We carefully tended these trees for ten years. Every year, with the help of the Mountain Research Station staff, we irrigate, lime, prune, mow, weed, scout, and manage diseases and insects. We also conduct experiments on how to grow truffles and identifying the fungi in the orchard. And seven years after planting, in 2017, we harvested our first truffle! (it does take patience!)
We harvested a few truffles in the 2017-2018 season (these truffles ripen in the winter) and a few more in the 2018-2019 season. And this year, in the 2019-2020 season, we have harvested 40 truffles so far! And this is a very small test orchard; less than two-tenths of an acre.

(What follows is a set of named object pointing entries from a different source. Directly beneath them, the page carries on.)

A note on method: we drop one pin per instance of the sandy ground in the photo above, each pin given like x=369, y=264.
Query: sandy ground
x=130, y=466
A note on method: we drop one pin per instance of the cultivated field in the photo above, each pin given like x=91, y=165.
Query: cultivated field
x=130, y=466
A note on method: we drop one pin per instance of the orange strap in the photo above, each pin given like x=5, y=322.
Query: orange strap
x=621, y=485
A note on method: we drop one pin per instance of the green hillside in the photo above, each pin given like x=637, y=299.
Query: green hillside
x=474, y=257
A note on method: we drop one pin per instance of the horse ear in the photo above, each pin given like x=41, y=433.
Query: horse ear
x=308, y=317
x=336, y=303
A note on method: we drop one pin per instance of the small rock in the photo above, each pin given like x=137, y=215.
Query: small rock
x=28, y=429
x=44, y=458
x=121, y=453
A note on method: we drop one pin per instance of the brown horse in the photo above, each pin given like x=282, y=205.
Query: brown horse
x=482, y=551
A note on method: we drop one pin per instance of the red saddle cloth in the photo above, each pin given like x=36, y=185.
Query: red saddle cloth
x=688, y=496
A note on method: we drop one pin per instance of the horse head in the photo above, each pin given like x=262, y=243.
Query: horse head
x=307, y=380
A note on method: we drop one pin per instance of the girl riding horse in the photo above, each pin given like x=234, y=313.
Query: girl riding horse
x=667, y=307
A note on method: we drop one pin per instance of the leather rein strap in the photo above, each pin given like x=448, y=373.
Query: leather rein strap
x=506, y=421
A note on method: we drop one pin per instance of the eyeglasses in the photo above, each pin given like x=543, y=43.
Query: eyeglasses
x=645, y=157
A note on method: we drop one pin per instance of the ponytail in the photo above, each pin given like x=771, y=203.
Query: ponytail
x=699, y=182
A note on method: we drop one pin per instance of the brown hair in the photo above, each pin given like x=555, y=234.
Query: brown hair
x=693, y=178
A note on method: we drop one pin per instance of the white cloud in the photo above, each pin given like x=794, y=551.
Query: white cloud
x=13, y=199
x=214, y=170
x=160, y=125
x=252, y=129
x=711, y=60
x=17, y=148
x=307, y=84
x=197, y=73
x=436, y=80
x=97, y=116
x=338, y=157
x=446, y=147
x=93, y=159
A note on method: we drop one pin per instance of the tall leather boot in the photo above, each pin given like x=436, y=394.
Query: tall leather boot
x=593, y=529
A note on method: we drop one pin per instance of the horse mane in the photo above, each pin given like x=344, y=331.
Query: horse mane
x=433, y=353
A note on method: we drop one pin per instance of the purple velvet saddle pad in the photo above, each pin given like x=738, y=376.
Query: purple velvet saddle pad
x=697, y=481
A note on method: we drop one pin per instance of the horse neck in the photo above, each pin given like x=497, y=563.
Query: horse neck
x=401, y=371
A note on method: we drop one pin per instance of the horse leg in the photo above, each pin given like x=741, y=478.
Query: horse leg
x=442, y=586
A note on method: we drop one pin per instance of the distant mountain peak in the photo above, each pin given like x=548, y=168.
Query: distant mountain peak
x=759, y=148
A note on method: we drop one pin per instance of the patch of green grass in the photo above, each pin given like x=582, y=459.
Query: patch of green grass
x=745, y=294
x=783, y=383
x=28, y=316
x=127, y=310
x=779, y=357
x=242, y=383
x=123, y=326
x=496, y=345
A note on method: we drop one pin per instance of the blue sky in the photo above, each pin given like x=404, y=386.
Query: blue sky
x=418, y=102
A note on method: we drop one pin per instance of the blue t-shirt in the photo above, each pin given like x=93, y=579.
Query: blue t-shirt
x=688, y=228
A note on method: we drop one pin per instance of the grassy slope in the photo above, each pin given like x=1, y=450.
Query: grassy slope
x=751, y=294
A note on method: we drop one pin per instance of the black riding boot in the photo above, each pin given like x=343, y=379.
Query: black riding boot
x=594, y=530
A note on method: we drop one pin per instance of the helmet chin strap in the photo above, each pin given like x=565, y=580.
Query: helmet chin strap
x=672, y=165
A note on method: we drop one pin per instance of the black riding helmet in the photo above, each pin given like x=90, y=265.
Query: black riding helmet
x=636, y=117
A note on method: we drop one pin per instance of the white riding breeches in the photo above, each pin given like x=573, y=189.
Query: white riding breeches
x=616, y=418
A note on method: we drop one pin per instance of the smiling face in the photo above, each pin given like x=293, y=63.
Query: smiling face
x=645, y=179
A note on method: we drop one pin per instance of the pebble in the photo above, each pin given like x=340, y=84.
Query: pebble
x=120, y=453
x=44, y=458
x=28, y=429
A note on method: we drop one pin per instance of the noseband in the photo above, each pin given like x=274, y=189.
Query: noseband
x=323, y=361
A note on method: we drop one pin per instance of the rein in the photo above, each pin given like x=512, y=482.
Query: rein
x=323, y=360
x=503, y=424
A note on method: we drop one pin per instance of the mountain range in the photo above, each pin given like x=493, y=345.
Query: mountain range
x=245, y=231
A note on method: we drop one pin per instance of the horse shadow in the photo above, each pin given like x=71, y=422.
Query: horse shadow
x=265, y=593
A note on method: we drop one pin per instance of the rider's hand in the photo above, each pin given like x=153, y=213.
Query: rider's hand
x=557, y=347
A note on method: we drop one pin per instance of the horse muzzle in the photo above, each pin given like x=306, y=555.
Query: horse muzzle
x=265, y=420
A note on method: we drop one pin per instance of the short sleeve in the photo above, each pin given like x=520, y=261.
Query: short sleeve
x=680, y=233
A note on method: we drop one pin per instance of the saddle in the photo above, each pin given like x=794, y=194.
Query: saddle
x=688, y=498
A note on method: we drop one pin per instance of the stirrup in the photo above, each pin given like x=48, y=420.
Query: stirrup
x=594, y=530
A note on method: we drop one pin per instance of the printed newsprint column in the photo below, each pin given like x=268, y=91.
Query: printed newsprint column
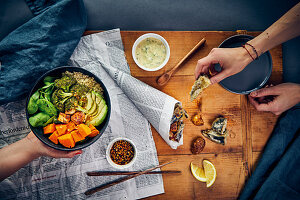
x=50, y=178
x=156, y=106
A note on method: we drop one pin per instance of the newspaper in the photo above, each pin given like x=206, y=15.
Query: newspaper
x=50, y=178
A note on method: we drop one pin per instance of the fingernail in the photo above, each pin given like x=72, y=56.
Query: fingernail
x=253, y=93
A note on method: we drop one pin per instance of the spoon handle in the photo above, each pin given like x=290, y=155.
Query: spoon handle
x=187, y=55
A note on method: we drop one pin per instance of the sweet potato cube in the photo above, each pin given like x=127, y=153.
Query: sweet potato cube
x=93, y=130
x=71, y=126
x=50, y=128
x=63, y=118
x=84, y=130
x=54, y=137
x=76, y=136
x=78, y=118
x=61, y=129
x=66, y=140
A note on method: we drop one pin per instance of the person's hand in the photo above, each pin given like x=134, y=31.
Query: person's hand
x=40, y=149
x=231, y=60
x=285, y=95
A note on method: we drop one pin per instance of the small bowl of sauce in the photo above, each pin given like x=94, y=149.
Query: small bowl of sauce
x=151, y=52
x=121, y=153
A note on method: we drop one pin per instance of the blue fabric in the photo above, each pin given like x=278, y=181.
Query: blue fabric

The truffles looked good and smelled wonderful, but how did they taste? That’s important information to have! So, after the January 5, 2020 truffle hunt, Asheville chef, Susi Gott Seguret, arranged for a special truffle feast to be prepared so chefs, a food writer, a highly experienced truffle grower and connoisseur, our NC State University research assistant, Leonora Stefanile, Lois Martin, and a few others could test out the quality and flavor of these North Carolina grown truffles.
The final decision was that they were delicious; just as good as fresh European grown Black Perigord truffles and much better than imported Black Perigord truffles because they were super fresh.
Do you want to learn more? There are several events coming up that you might want to attend. The Asheville Truffle Experience will take place on February 7–9, 2020, in Asheville, NC and will include truffle tastings, truffle seminar on growing and using truffles, a truffle dinner, and a truffle hunt at the NC State University truffle orchard. This event is appropriate for anyone who enjoys eating good food and is curious about truffles.
If you are a truffle grower already or might want to become one, I strongly recommend that you attend the North American Truffle Growers Association conference on February 21–23, 2020, in Charlotte, NC. Here you will learn from truffle experts from around the world, we will update you on our NC State University truffle research, you will get to mingle with lots of other truffle growers, and you will enjoy a great truffle dinner.
If you want to cook with truffles, watch for the release of Susi’s new cookbook.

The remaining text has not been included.